Most non-grandfathered private health plans started covering the additional women’s preventive services with no cost sharing starting with the first plan or policy year beginning on or after August 1, 2012. The rules governing coverage of preventive services, which allow plans to use reasonable medical management to help define the nature of the covered service, also apply to the Guidelines for Women’s Preventive Services. Plans will retain the flexibility to control costs and promote efficient delivery of care by, for example, continuing to charge cost sharing for branded drugs if a generic version is available and just as effective and safe.

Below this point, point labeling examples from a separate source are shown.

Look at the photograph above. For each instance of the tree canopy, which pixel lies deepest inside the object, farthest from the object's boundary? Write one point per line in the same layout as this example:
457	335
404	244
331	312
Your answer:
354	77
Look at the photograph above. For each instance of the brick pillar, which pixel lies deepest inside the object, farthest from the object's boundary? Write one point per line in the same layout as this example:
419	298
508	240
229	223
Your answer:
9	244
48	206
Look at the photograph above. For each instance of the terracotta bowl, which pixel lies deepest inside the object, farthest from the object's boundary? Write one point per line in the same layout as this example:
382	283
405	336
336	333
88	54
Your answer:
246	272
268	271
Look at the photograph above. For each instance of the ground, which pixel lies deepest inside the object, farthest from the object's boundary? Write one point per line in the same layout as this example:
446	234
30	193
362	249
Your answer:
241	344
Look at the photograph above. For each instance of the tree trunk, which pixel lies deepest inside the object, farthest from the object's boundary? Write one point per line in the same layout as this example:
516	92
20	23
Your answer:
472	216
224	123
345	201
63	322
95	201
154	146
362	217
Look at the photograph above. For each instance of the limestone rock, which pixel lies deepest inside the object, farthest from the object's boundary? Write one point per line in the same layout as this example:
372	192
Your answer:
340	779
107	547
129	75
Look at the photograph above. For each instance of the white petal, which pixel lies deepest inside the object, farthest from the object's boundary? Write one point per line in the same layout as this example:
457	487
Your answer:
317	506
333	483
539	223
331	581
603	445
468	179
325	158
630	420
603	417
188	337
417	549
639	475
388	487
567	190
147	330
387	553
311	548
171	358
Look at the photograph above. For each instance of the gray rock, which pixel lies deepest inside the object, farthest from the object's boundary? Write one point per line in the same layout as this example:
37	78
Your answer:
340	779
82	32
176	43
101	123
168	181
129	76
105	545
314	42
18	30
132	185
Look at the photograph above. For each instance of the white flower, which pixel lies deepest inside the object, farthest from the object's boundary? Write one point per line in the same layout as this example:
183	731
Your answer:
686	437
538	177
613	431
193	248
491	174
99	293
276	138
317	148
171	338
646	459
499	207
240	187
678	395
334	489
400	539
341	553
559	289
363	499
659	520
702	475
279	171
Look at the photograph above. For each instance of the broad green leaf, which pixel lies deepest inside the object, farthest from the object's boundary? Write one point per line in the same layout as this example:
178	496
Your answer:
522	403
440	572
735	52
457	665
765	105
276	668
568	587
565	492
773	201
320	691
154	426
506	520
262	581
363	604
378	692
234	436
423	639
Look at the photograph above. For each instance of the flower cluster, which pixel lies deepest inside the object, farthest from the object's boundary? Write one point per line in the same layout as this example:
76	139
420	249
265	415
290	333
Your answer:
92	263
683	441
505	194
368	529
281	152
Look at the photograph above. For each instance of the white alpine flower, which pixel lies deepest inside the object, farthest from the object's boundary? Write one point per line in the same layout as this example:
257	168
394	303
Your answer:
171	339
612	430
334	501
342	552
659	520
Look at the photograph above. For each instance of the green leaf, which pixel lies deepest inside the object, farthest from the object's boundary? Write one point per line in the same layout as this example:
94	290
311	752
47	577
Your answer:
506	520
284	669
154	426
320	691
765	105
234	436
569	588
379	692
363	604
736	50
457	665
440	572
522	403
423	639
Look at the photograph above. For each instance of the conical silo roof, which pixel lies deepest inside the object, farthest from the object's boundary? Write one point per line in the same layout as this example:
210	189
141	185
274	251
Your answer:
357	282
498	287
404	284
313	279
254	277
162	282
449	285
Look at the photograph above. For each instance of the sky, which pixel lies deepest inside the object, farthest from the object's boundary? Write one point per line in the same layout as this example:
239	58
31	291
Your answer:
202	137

The coverage of these preventive services gives Americans access to many of the services already offered to Members of Congress. Not only are these services similar to a list of preventive services recommended by the National Business Group on Health, but many private employers already cover these services.
In light of the religious concerns of certain religious organizations, the Guidelines exempt the health plans of certain religious employers from the requirement to cover contraceptive services. The administration also has established accommodations for certain other non-profit religious organizations (including non-profit religious institutions of higher education) so they will not have to contract, arrange, pay or refer for contraceptive coverage to which they object on religious grounds. Health insurance companies or third party administrators—rather than objecting non-profit religious organizations—will pay for contraceptive services used by women who otherwise receive health coverage under health plans offered by these organizations. In short, these final rules provide accommodations under which women in health plans offered by eligible non-profit religious organizations that object to contraceptive coverage on religious grounds have access to free contraceptive coverage, but such organizations do not have to contract, arrange, pay or refer such coverage.
1 As described below, there are special rules for the preventive service requirement for certain non-profit religious organizations.